JBS Dalhart Revamps Wastewater Treatment Lagoon to Produce Renewable Energy | JBS USA | Sustainability Report

Dalhart, TX, Facility

JBS Dalhart Revamps Wastewater Treatment Lagoon to Produce Renewable Energy

Our Dalhart, Texas, live pork team renovated the wastewater treatment lagoon to convert methane gas into renewable energy.

The lagoon is expected to produce more than 50,000 MMBTU of biogas annually, eliminating 10,362 metric tons of CO2.

Our Dalhart facility partnered with Ally Energy Solutions on a first ever swine-to-renewable natural gas project at its hog farm. The project modernized a two-and-a-half acre digester lagoon to capture and convert methane gas into clean, renewable natural gas that is then sold to the California transportation fuel market.

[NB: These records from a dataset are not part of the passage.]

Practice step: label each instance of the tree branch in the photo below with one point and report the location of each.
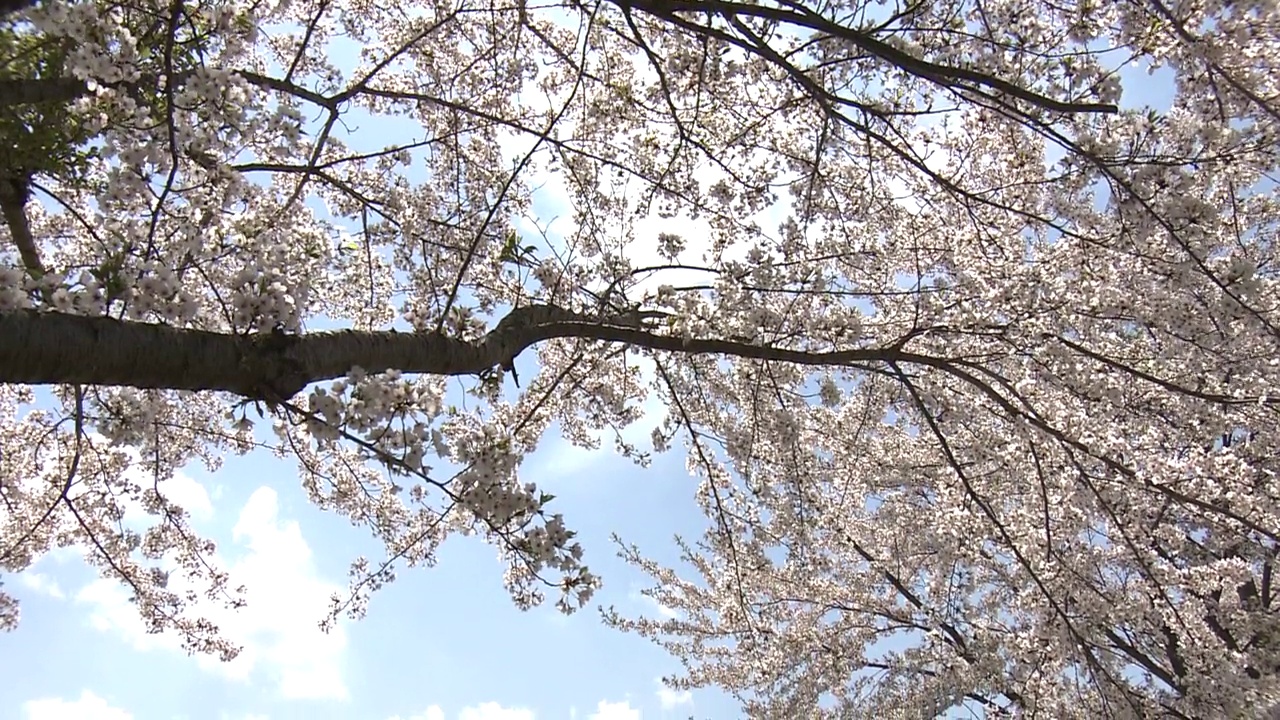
(53, 347)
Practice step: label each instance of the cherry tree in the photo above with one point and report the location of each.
(976, 363)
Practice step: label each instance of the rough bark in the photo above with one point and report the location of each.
(51, 347)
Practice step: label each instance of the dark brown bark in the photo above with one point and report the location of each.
(51, 347)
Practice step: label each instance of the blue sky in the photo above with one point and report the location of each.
(439, 643)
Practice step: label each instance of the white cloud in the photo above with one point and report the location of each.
(670, 698)
(615, 711)
(483, 711)
(432, 712)
(650, 604)
(494, 711)
(277, 628)
(87, 707)
(41, 583)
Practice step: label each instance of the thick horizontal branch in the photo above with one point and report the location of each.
(51, 347)
(809, 19)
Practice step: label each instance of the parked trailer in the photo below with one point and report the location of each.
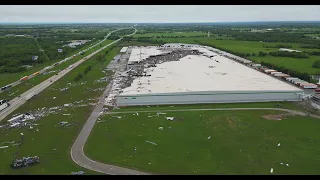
(309, 86)
(291, 78)
(24, 78)
(4, 104)
(6, 87)
(282, 75)
(274, 73)
(269, 71)
(36, 73)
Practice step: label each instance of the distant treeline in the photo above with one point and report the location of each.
(303, 76)
(289, 54)
(293, 73)
(277, 46)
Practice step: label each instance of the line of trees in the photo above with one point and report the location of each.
(289, 54)
(293, 73)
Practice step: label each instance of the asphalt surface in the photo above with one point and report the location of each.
(77, 153)
(20, 100)
(80, 158)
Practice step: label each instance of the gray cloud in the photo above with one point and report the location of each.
(158, 13)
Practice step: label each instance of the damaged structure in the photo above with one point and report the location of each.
(193, 74)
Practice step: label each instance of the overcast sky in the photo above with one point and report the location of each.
(157, 13)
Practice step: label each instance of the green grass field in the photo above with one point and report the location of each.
(21, 88)
(241, 142)
(7, 78)
(51, 135)
(301, 65)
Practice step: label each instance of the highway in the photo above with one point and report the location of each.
(53, 65)
(20, 100)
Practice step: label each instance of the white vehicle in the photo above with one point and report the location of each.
(29, 96)
(4, 104)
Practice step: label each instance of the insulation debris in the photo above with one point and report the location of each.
(151, 142)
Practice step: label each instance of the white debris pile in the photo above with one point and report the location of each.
(26, 119)
(101, 80)
(48, 72)
(77, 173)
(63, 89)
(151, 142)
(170, 118)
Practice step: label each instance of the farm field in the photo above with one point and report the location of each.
(303, 65)
(7, 78)
(207, 142)
(52, 142)
(19, 89)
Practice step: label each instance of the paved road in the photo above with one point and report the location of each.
(77, 153)
(20, 100)
(222, 109)
(79, 157)
(52, 66)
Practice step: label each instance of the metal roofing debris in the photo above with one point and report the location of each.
(151, 142)
(78, 173)
(170, 118)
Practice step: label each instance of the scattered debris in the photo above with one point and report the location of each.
(277, 116)
(63, 123)
(77, 173)
(119, 117)
(24, 162)
(8, 142)
(151, 142)
(170, 118)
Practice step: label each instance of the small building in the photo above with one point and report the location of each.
(288, 50)
(34, 58)
(124, 49)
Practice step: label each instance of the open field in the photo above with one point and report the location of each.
(208, 142)
(172, 34)
(7, 78)
(52, 142)
(301, 65)
(14, 91)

The project, which was completed in less than 12 months, is an example of how our commitment to planetary stewardship through operations-based carbon footprint reductions is paying off, both financially and operationally. As we transition away from fossil fuels to renewable energy, the agricultural industry is positioned to be a major contributor to our national energy grid, and JBS USA is positioned to take advantage of this opportunity, while cutting greenhouse gas emissions and meeting sustainability goals.

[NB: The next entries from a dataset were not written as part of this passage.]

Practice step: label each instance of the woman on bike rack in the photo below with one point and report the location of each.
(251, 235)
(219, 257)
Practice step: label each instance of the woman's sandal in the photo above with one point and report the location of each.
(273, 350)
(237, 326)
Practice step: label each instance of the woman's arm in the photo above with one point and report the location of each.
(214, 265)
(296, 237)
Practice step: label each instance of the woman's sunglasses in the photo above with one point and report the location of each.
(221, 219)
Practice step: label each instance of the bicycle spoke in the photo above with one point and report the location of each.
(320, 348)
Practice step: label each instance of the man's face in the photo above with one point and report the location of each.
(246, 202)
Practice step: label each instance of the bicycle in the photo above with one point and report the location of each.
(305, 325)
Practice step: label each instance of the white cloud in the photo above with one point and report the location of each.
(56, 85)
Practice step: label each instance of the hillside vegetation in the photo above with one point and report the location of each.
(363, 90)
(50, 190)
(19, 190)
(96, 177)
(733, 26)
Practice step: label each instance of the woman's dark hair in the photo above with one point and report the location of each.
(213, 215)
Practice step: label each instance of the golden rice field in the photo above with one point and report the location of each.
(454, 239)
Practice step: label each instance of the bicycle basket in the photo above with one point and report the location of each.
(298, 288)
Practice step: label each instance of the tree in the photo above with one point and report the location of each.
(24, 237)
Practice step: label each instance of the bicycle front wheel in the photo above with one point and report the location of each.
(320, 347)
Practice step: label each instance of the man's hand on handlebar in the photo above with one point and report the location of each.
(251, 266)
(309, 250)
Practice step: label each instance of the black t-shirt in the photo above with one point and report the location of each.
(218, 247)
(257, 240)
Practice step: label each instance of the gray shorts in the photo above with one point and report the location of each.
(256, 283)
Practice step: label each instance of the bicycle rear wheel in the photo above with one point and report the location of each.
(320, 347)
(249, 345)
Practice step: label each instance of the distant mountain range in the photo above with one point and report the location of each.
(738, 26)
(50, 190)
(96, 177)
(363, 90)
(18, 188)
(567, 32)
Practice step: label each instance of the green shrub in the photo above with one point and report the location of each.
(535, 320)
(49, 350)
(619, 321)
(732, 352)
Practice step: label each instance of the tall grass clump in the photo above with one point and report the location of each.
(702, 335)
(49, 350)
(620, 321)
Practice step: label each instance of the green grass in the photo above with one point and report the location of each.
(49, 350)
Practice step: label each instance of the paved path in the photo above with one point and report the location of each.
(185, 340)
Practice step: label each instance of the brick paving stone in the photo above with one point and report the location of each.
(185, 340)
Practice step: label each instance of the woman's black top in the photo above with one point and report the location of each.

The lagoon will generate an additional 25,000 MMBTU of biogas each year once Phase II of the project is completed.

The lagoon’s operational benefits include improved animal waste management system and overall farm efficiency with maximized biogas yields – and preventative maintenance and infrastructure upgrades, including lagoon recertification and two new lagoon covers.

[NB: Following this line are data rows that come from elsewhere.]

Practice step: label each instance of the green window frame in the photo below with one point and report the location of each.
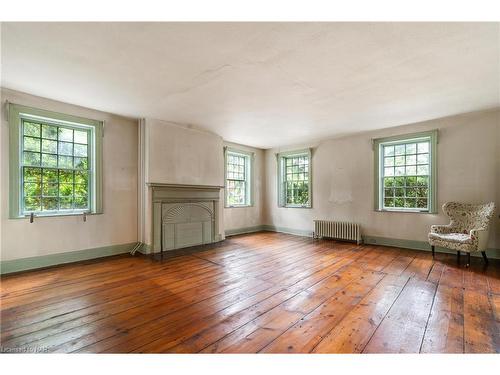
(406, 172)
(238, 171)
(295, 179)
(55, 163)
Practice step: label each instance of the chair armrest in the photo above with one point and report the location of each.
(442, 229)
(481, 235)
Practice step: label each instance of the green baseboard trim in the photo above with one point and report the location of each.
(419, 245)
(24, 264)
(235, 232)
(297, 232)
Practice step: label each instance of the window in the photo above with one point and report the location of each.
(294, 185)
(405, 170)
(55, 168)
(238, 178)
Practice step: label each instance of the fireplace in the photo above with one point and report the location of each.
(184, 216)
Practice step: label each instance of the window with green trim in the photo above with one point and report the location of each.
(55, 164)
(294, 171)
(406, 173)
(238, 178)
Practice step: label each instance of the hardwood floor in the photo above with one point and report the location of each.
(263, 292)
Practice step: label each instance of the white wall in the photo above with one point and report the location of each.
(51, 235)
(176, 154)
(468, 170)
(241, 218)
(182, 155)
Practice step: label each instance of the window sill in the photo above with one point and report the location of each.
(39, 216)
(405, 211)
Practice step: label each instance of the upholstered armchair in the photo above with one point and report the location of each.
(467, 230)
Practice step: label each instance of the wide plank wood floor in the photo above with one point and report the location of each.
(257, 293)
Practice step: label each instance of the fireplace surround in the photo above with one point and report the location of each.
(184, 215)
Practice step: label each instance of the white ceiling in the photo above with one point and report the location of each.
(260, 84)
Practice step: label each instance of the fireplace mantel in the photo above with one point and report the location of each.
(167, 197)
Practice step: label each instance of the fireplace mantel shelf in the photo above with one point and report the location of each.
(159, 184)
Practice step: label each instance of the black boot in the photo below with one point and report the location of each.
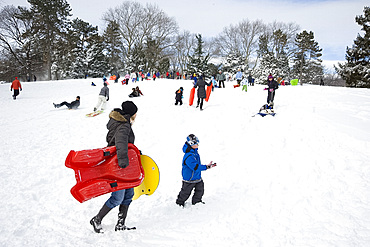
(121, 218)
(96, 221)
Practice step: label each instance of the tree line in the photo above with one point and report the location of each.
(44, 40)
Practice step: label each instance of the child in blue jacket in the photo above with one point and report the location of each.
(191, 172)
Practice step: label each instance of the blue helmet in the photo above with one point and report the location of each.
(192, 140)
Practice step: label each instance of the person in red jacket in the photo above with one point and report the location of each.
(16, 85)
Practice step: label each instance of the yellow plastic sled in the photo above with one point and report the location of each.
(151, 179)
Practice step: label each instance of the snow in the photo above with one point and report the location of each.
(301, 178)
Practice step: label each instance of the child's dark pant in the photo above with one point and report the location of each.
(186, 190)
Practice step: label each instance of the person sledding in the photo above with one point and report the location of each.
(201, 85)
(103, 98)
(71, 106)
(16, 86)
(272, 85)
(191, 172)
(179, 96)
(119, 134)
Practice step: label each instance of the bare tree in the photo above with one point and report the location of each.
(139, 24)
(182, 50)
(17, 41)
(240, 39)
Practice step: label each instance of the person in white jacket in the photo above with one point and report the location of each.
(103, 98)
(133, 76)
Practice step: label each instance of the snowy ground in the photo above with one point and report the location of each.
(301, 178)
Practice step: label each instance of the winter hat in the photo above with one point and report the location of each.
(129, 107)
(192, 140)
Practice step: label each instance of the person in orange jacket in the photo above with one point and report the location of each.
(16, 85)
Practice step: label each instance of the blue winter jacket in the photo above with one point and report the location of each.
(191, 166)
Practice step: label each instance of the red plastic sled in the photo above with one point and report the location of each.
(97, 171)
(208, 92)
(191, 99)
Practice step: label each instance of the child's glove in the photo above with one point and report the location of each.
(210, 165)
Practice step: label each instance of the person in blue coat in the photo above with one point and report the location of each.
(191, 172)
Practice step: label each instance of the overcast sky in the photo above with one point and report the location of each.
(332, 21)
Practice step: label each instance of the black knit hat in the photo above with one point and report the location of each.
(129, 107)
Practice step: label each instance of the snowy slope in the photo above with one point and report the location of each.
(301, 178)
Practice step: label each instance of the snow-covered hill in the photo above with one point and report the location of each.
(301, 178)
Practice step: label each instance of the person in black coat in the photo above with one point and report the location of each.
(272, 85)
(119, 134)
(201, 85)
(179, 96)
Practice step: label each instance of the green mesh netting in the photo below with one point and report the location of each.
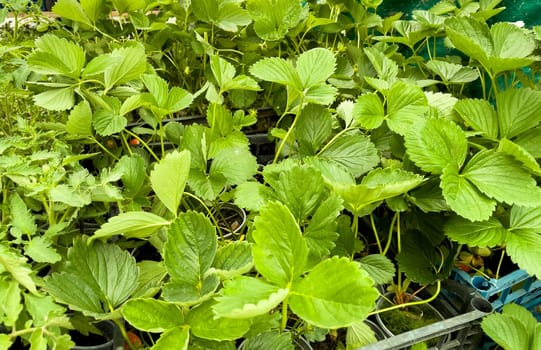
(528, 11)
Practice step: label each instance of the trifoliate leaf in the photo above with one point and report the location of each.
(245, 297)
(204, 324)
(524, 248)
(280, 252)
(353, 151)
(463, 197)
(152, 315)
(169, 177)
(435, 143)
(379, 267)
(480, 115)
(135, 224)
(501, 177)
(481, 233)
(347, 295)
(368, 111)
(96, 278)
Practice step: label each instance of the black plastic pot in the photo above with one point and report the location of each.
(110, 338)
(231, 219)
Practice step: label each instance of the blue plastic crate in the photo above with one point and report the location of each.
(517, 287)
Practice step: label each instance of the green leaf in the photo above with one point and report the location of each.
(40, 249)
(274, 18)
(378, 185)
(71, 9)
(481, 233)
(511, 41)
(501, 177)
(301, 189)
(108, 120)
(269, 340)
(506, 331)
(169, 177)
(463, 197)
(530, 140)
(276, 70)
(368, 111)
(42, 309)
(233, 259)
(525, 218)
(235, 163)
(354, 151)
(359, 334)
(434, 143)
(321, 94)
(219, 119)
(189, 252)
(223, 71)
(428, 197)
(176, 338)
(157, 88)
(252, 195)
(228, 15)
(38, 340)
(379, 268)
(321, 232)
(152, 315)
(315, 66)
(453, 73)
(524, 248)
(128, 5)
(5, 342)
(314, 126)
(280, 252)
(55, 99)
(241, 82)
(22, 221)
(386, 68)
(480, 115)
(96, 278)
(133, 171)
(130, 64)
(501, 48)
(57, 56)
(16, 265)
(406, 106)
(522, 314)
(518, 111)
(419, 259)
(10, 299)
(245, 297)
(521, 155)
(132, 224)
(80, 120)
(151, 274)
(441, 104)
(470, 36)
(204, 324)
(346, 296)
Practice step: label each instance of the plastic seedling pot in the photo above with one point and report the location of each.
(109, 339)
(398, 321)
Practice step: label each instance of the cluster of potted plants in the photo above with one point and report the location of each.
(132, 193)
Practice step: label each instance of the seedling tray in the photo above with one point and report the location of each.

The lagoon’s environmental benefits include the conversion of methane, that would otherwise be released into the atmosphere, into clean and sustainable transportation fuel – and greatly reducing the facility’s greenhouse gas emissions, resulting in a carbon negative system.

The lagoon’s financial benefits include transforming the cost of waste management into a long-term, recurring revenue stream – and avoiding capital expenditures by funding more than a million dollars of preventative maintenance and infrastructure upgrades.